So far we have only performed Vector Search. To create a Chatbot (question & answering), we will build a RAG system using LangChain.👇

5. Set up a LangChain RAG workflow to chat with the form using RetrievalQAWithSourcesChain to carry out question answering. Under the hood, Neo4j will use Cypher to perform vector similarity searches.
chain_type=”stuff”, means we are doing prompt stuffing — i.e. combine everything and send to LLM.
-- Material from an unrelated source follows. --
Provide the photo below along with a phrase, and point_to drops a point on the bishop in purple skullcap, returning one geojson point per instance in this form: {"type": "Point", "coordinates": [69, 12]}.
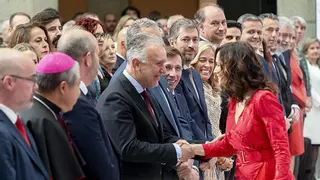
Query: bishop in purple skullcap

neo4j_vector_store = Neo4jVector.from_existing_graph(
embedding=OpenAIEmbeddings(),
url=NEO4J_URI,
username=NEO4J_USERNAME,
password=NEO4J_PASSWORD,
index_name=VECTOR_INDEX_NAME,
node_label=VECTOR_NODE_LABEL,
text_node_properties=[VECTOR_SOURCE_PROPERTY],
embedding_node_property=VECTOR_EMBEDDING_PROPERTY,
)

retriever = neo4j_vector_store.as_retriever()

chain = RetrievalQAWithSourcesChain.from_chain_type(
ChatOpenAI(temperature=0),
chain_type="stuff",
retriever=retriever
)

def prettychain(question: str) -> str:
"""Pretty print the chain's response to a question"""
response = chain({"question": question},
return_only_outputs=True,)
print(textwrap.fill(response['answer'], 60))

6. Ask question

question = "What is Netapp's primary business?"
prettychain(question)

Output

NetApp's primary business is enterprise storage and data
management, cloud storage, and cloud operations.

ADDING RELATIONSHIPS TO THE SEC KNOWLEDGE GRAPH

Now we will add relationships to preserve the structure of the documents.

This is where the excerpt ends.